“But, Sir,” demanded the complainant petulantly, through the interpreter, “what did the Lieutenant say?” To which the evidence answered with a Portuguese shrug—“that he did not understand a word of English, but that he supposed the Lieutenant to have been enquiring after the state of the General’s health!”

Further evidence in favour of the officer than the prosecutor’s own witness was needless—the Lieutenant was released from his arrest, and the General obliged to “pocket the affront.”


A VOLUNTEER OF FORTY.

——“Seeking the bubble reputation,
Even in the cannon’s mouth.”
Shakspeare.

Cæsar was forty years of age before he fought his first battle; or, indeed, before he could be fairly said to have been a soldier: yet he became one of the most able and successful generals the Roman empire ever produced. This age in a general is by no means out of keeping with the wisdom and energy required to constitute a good commander: it may be rather considered as not sufficiently advanced, by at least from five to ten years. But an ensign of forty is a thing quite out of character—a monstrous absurdity, as the army is now constituted; and if Cæsar himself had had to enter the Roman army in that grade, judging by our British scale of promotion, he never would have arrived at a brevet-majority. An Ensign is the boy of the colours—the page to regimental victory, whose chin should never bear a beard while he holds the post—a youthful soldier,—a Mars of fifteen, with the staff of his country’s flag fixed firmly in the earth, supporting and supported by him, while the rough mustachioed band like rocks surround and shield him from the tempest of the fight. But a Volunteer of forty!—Is not that an odd production? I do not mean a “City Volunteer,” nor a “County Volunteer;” but an individual who joins a regiment of the line on service in the field, by permission of its Colonel—clothes himself—and, although avowedly for the purpose of becoming soon an Ensign—and although received as a gentleman by the officers of the corps he joins, is drilled in the ranks, and fights as a private soldier. Such a man, I say, “begins at the beginning” of his profession, and has a tolerably long road to travel ere he obtain his first commission—that of Ensign. A Volunteer of forty, then, is a ridiculous anomaly, a rara avis in exercitu, and (thank Minerva!) was even more scarce during the Peninsular war, than is a French Eagle in “this piping time of peace.” However, we had one of those odd birds, nigroque simillima cygno, who flew out from his native hills in Cambria to the more classic mountains of the Pyrenees, at the very latter end of the very last campaign which the Anglo-Lusitanian army accomplished. Considering, then, this hero’s age, and the time at which he joined the standard of war, every one must allow that he did not “begin at the beginning;” and it must appear equally evident that he never could have become a Cæsar, even though he had lived to the age of old Parr.

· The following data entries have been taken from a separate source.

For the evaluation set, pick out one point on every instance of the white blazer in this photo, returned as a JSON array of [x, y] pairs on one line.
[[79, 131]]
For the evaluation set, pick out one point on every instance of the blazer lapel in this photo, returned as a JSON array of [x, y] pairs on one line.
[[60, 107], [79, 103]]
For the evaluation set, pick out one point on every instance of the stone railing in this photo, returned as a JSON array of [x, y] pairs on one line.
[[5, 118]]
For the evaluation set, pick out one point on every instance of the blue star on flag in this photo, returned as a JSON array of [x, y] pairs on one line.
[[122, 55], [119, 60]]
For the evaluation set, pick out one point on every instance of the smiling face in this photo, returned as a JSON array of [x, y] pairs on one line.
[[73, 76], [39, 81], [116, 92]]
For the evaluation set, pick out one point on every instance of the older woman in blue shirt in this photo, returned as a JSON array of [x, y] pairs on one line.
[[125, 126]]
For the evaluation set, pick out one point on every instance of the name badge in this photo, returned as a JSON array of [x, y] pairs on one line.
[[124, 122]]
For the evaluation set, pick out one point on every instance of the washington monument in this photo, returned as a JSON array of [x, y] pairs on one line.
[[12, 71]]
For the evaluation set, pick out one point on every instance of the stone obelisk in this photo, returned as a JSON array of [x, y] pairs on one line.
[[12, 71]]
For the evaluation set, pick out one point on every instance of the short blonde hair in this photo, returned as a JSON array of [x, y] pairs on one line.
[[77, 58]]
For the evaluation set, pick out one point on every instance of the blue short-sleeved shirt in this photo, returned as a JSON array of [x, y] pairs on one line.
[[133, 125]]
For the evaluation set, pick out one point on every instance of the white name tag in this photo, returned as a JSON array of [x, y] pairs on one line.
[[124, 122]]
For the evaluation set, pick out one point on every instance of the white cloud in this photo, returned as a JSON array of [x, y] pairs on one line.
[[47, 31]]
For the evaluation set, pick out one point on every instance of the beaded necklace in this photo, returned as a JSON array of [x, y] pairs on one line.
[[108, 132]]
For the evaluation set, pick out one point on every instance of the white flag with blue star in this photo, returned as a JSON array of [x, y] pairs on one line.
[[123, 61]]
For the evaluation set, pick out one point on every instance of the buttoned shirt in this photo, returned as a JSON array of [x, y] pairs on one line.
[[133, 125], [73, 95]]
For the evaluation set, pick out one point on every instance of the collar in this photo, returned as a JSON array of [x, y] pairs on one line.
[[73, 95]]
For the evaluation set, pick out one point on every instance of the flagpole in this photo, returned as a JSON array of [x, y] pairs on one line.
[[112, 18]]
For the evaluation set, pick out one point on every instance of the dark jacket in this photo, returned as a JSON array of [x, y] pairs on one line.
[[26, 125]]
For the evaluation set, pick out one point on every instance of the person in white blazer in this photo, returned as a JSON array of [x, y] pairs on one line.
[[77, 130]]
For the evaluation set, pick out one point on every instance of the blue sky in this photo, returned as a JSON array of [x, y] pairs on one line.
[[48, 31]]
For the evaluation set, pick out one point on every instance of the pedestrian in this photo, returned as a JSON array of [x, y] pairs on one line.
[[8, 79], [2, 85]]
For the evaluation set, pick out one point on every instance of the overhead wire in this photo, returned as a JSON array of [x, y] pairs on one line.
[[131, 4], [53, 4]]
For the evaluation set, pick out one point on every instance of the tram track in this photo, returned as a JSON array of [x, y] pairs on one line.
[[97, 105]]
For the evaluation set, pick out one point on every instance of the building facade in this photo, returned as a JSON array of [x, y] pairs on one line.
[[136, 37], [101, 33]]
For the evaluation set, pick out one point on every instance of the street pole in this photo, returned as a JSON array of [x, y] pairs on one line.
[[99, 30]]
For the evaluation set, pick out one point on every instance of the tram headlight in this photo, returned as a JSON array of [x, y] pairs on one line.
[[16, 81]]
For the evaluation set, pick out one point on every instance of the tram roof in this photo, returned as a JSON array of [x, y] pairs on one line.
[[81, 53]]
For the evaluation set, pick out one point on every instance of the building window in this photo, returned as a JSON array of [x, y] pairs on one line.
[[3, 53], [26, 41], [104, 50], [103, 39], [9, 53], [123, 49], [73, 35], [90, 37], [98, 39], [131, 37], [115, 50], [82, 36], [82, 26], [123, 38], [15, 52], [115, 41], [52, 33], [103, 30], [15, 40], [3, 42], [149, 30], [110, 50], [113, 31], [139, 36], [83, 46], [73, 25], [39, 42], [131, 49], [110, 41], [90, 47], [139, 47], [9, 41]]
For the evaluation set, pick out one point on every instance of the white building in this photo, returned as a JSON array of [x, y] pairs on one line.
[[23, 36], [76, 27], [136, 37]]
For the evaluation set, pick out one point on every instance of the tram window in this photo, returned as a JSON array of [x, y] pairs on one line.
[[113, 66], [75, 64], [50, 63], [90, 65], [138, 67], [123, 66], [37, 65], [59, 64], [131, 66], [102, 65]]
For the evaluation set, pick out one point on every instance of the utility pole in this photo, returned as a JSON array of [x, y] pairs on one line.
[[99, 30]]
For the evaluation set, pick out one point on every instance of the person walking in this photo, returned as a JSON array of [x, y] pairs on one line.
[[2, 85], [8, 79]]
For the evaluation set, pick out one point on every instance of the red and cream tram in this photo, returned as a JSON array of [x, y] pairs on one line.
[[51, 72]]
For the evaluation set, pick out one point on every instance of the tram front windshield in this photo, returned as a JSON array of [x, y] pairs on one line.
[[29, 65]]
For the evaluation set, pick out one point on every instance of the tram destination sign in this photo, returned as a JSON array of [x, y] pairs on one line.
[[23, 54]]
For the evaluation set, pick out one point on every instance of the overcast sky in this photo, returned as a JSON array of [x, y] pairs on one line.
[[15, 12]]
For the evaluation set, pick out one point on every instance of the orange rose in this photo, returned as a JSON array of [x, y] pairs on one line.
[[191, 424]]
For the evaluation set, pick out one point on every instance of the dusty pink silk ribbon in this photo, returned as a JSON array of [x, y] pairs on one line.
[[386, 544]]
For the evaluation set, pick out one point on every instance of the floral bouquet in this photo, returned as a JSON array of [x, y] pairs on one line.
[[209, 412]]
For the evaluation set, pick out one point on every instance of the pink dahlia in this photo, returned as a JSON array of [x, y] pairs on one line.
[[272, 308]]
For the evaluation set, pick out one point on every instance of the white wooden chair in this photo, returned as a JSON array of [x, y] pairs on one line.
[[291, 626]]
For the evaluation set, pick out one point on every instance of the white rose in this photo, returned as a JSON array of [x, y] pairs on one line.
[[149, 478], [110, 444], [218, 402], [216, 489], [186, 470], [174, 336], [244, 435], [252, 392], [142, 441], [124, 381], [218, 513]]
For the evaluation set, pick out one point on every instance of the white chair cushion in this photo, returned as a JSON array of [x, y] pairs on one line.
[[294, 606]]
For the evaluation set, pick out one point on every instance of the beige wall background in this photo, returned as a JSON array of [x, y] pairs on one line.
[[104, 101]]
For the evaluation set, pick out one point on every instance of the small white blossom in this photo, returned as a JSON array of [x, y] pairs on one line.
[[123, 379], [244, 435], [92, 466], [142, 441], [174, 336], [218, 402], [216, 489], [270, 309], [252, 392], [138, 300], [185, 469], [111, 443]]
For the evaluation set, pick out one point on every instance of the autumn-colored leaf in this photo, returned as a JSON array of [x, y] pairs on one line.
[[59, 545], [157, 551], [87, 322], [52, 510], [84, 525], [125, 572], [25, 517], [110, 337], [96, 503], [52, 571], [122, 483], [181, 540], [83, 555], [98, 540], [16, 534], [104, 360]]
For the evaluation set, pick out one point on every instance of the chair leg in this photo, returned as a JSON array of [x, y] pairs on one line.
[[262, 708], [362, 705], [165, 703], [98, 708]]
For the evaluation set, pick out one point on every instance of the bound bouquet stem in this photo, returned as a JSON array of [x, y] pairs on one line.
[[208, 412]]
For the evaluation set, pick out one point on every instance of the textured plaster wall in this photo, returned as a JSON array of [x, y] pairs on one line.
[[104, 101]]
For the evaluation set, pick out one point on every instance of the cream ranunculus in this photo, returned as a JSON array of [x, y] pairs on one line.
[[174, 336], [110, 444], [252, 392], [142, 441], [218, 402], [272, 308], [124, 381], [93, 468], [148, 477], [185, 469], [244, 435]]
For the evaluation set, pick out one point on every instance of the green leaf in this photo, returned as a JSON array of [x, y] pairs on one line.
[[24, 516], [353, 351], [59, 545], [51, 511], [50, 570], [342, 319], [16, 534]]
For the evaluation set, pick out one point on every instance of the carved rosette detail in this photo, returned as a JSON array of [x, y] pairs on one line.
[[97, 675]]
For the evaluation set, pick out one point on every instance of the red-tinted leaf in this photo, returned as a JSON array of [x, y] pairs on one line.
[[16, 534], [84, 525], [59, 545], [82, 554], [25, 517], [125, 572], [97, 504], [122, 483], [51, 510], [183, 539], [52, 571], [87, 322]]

This military aspirant arrived at Passages a little after the siege of San Sebastian, and I happened to be on the verge of the quay, as the vessel which contained him brought up:—it was a wretched-looking schooner, and not at all engaged in the service; but contained, in addition to the Volunteer, a cargo of butter, cheese, and ready-made slops.

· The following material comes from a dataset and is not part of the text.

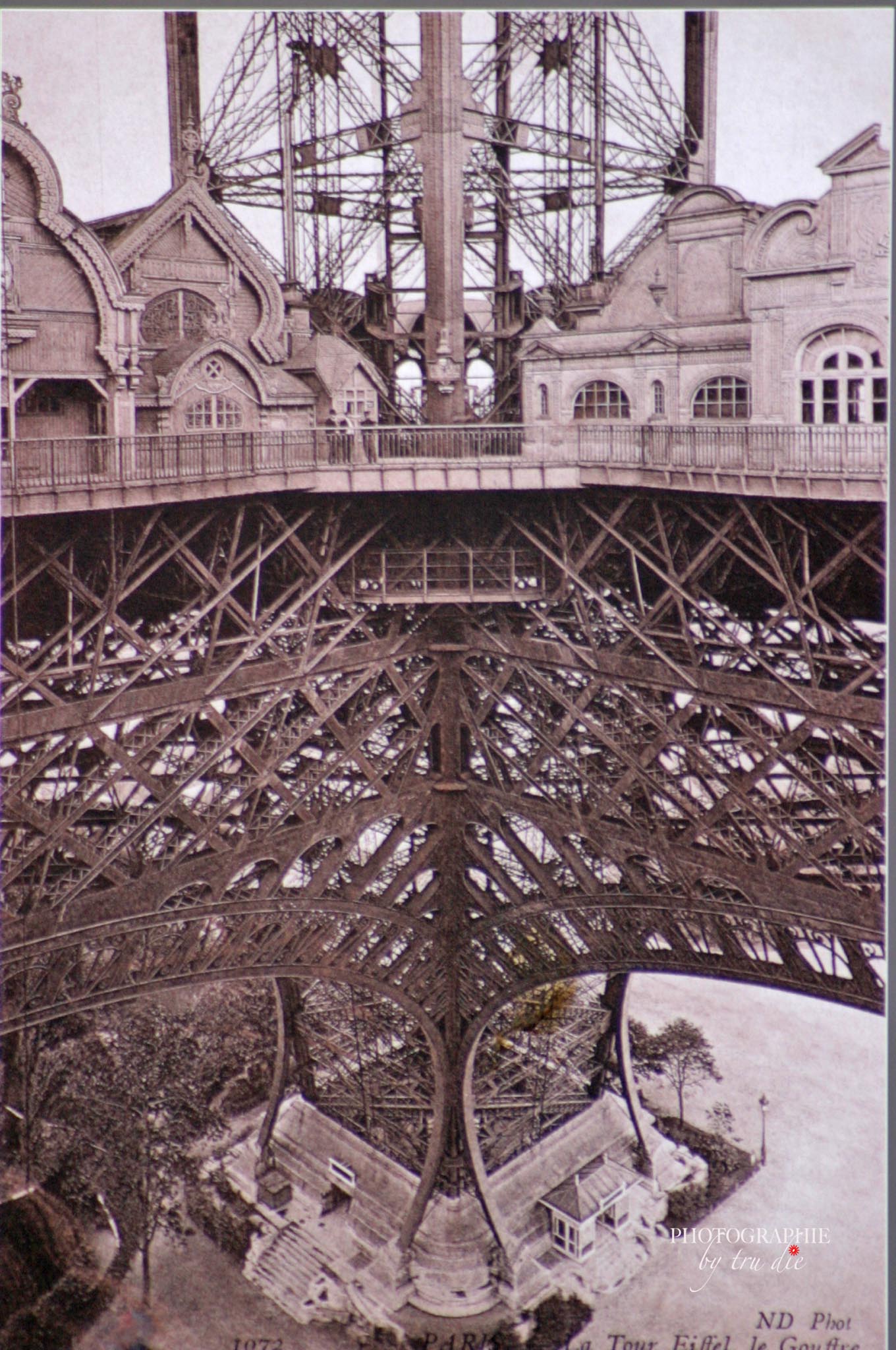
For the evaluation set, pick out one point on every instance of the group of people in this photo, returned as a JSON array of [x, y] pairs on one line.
[[342, 439]]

When her anchor was dropped, and the master of the vessel, with his passenger, jumped on shore beside me, I thought the latter was the former, and the former a mate. Without hesitation I asked them had they come from England, and what news. The hero immediately furnished me with an abridgement of the preceding month’s “Times” and “Chronicle,” in such a peculiar way, and with such familiarity, that I immediately concluded I had caught hold of as odd a fish as ever came from the ocean; and I should have had no objection to examine him further, but the time which I had to spare was expired; and as he had concluded his report, I wished him good morning, stepped into the ferry-boat, and passed to the other side of the gut which divides the town.

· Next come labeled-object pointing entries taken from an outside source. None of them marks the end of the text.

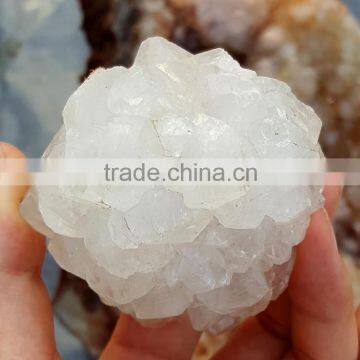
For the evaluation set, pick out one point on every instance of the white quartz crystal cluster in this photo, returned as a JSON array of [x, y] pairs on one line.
[[157, 252]]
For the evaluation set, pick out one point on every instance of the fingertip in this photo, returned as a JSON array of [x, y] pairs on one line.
[[319, 283]]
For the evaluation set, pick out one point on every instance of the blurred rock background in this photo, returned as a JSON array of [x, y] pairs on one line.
[[48, 46]]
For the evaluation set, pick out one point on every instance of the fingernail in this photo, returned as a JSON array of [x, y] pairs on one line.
[[2, 157]]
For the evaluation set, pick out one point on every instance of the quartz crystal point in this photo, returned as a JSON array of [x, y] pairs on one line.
[[154, 252]]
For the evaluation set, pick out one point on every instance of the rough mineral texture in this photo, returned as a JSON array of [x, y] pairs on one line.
[[154, 252]]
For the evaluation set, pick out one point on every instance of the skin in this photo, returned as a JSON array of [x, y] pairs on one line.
[[313, 319]]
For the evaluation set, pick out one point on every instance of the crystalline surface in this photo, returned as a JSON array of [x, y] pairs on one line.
[[218, 254]]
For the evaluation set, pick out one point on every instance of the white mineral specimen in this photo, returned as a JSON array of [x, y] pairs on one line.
[[155, 252]]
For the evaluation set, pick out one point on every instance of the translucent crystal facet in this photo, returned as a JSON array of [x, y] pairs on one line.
[[159, 251]]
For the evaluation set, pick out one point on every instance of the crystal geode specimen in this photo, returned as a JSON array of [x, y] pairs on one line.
[[155, 252]]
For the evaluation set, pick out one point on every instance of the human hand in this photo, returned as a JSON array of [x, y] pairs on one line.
[[313, 319]]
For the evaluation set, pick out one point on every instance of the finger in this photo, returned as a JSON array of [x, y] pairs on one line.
[[132, 341], [263, 337], [26, 328], [323, 323], [332, 192]]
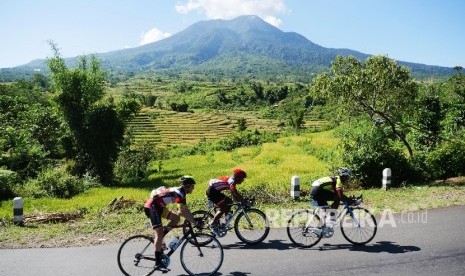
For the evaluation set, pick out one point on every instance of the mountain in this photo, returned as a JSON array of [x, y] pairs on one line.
[[244, 46]]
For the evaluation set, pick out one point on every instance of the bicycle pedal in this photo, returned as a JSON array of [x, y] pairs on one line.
[[163, 269]]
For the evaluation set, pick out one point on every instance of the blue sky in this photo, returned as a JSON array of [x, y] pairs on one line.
[[423, 31]]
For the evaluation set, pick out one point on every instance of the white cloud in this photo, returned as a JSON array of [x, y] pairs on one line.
[[152, 36], [227, 9], [273, 21]]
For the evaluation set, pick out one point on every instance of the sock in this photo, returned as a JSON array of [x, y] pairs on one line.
[[158, 257]]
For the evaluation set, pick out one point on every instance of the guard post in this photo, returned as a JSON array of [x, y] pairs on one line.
[[386, 178], [295, 187], [18, 211]]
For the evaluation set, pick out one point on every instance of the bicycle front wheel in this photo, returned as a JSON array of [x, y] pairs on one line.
[[136, 256], [252, 227], [201, 255], [303, 228], [359, 226]]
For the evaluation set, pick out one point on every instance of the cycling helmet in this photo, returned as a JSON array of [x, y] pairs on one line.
[[345, 172], [187, 180], [239, 173]]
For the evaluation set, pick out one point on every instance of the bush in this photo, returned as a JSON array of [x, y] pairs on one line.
[[56, 182], [8, 181], [447, 160], [368, 151], [133, 162]]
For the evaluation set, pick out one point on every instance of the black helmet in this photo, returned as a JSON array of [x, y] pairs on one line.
[[239, 173], [187, 180]]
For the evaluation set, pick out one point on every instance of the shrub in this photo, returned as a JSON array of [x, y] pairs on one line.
[[56, 182], [368, 151], [447, 160], [8, 181]]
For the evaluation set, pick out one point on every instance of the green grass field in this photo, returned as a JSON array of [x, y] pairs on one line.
[[270, 168]]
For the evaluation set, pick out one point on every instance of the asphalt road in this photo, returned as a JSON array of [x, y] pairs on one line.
[[430, 242]]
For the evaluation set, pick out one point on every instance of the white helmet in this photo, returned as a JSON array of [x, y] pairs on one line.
[[344, 172]]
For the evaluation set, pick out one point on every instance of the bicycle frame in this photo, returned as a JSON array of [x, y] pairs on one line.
[[346, 209], [240, 208], [185, 236]]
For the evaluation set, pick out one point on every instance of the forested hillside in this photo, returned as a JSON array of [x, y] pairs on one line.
[[242, 48]]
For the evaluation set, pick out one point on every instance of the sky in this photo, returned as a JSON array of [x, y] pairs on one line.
[[429, 32]]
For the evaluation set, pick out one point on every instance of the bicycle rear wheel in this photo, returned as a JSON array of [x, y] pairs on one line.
[[136, 256], [202, 255], [303, 228], [360, 227], [253, 227]]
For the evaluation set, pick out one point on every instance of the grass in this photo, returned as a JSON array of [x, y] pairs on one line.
[[269, 167]]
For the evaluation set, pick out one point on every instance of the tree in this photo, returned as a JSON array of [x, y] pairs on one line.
[[96, 127], [379, 89]]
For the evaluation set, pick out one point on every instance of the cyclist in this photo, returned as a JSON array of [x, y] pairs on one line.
[[155, 209], [214, 193], [331, 188]]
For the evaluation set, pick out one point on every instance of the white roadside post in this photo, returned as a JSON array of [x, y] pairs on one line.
[[295, 187], [18, 211], [386, 178]]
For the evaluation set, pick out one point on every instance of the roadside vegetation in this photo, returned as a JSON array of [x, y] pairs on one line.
[[84, 152]]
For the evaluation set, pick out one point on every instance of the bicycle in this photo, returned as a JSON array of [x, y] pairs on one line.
[[201, 254], [305, 228], [250, 224]]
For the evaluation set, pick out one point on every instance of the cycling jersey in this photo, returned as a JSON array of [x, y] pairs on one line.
[[222, 183], [170, 195], [328, 183]]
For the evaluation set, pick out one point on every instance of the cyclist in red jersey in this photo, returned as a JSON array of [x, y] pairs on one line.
[[224, 183], [155, 209]]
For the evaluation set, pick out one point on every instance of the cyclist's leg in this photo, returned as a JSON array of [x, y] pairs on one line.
[[220, 200], [155, 214], [173, 218]]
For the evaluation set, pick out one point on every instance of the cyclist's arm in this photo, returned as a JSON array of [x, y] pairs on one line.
[[237, 197], [186, 213]]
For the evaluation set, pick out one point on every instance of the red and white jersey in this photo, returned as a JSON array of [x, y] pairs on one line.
[[223, 183], [170, 195]]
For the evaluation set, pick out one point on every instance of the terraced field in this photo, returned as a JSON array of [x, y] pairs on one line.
[[167, 128]]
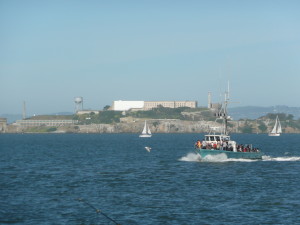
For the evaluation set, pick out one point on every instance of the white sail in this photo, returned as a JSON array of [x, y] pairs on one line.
[[278, 126], [276, 131], [149, 131]]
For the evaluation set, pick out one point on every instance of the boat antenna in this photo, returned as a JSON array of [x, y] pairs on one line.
[[98, 210]]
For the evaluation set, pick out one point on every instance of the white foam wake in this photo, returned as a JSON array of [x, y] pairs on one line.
[[191, 157]]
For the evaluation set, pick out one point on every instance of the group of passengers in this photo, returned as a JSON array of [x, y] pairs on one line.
[[247, 148], [224, 146]]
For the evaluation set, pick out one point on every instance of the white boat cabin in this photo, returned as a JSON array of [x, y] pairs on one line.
[[223, 141]]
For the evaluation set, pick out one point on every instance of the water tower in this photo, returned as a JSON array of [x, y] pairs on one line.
[[78, 104]]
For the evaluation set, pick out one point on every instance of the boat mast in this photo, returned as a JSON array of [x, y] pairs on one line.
[[224, 112]]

When I had made the purchases of various articles of provision for which I had come to Passages, I went back to Renteria, the town in which I was quartered, and which is situated about a league from the former.

I had dined at home—(home! where is the soldier’s home?) I had dined at my quarters at Renteria, and had strolled along the beach, listening to the boat-women singing as they crossed the lake of Leso, when I saw the “new arrival” approaching the shore in a ferry-boat.